Another example aligns a relaxed structure to a reference configuration using the Kabsch algorithm and minimizes the resulting RMSD. A custom processor caches the reference positions and returns the rotation, translation, and RMSD as new quantities.

from chemfit.abstract_objective_function import QuantityComputerObjectiveFunction
from chemfit.ase_objective_function import MinimizationASEComputer, PathAtomsFactory, AtomsFactory
from chemfit.fitter import Fitter

import chemfit.kabsch as kb

class KabschDistance:
    def __init__(self, atoms_factory: AtomsFactory):
        self.atoms_factory = atoms_factory
        self._positions_ref = None

    def __call__(self, calc, atoms):
        if self._positions_ref is None:
            self._positions_ref = self.atoms_factory().positions

        R, t = kb.kabsch(atoms.positions, self._positions_ref)
        pos_aligned = kb.apply_transform(atoms.positions, R, t)
        rmsd = kb.rmsd(pos_aligned, self._positions_ref)

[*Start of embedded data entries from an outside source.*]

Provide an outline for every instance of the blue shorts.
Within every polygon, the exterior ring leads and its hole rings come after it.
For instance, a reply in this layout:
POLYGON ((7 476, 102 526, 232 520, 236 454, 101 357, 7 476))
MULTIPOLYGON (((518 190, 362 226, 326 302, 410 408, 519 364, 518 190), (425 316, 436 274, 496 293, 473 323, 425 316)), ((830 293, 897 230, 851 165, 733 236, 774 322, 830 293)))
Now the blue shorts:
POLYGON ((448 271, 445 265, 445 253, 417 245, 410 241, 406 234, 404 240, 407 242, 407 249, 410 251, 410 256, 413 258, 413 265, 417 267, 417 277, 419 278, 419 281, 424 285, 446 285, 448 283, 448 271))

        return {"kabsch_r": R, "kabsch_t": t, "kabsch_rmsd": rmsd}

objective = QuantityComputerObjectiveFunction(
    loss_function=lambda q: q["kabsch_rmsd"],
    quantity_computer=MinimizationASEComputer(
        calc_factory=construct_calc,
        param_applier=apply_params,
        atoms_factory=PathAtomsFactory("ref.traj"),
        quantity_processors=[KabschDistance(PathAtomsFactory("ref.traj"))],
        tag="kabsch",
    ),
)

fitter = Fitter(objective_function=objective, initial_params={"epsilon": 1.5, "sigma": 1.2})
optimal_params = fitter.fit_scipy(tol=1e-4, options={"maxiter": 50})

Design Notes

  • Composable: all behavior is supplied via small protocol objects.

  • Transparent: metadata always includes the most recent quantities.

  • Reproducible: atoms are lazily created and cached per instance.

  • ASE-native: works directly with ASE calculators and optimizers.

  • Debug-friendly: loggers and metadata help inspect intermediate steps.

These abstractions allow the fitting layer (e.g. chemfit.fitter.Fitter) to remain independent of the simulation backend while still exposing all relevant physical data through the quantity dictionaries.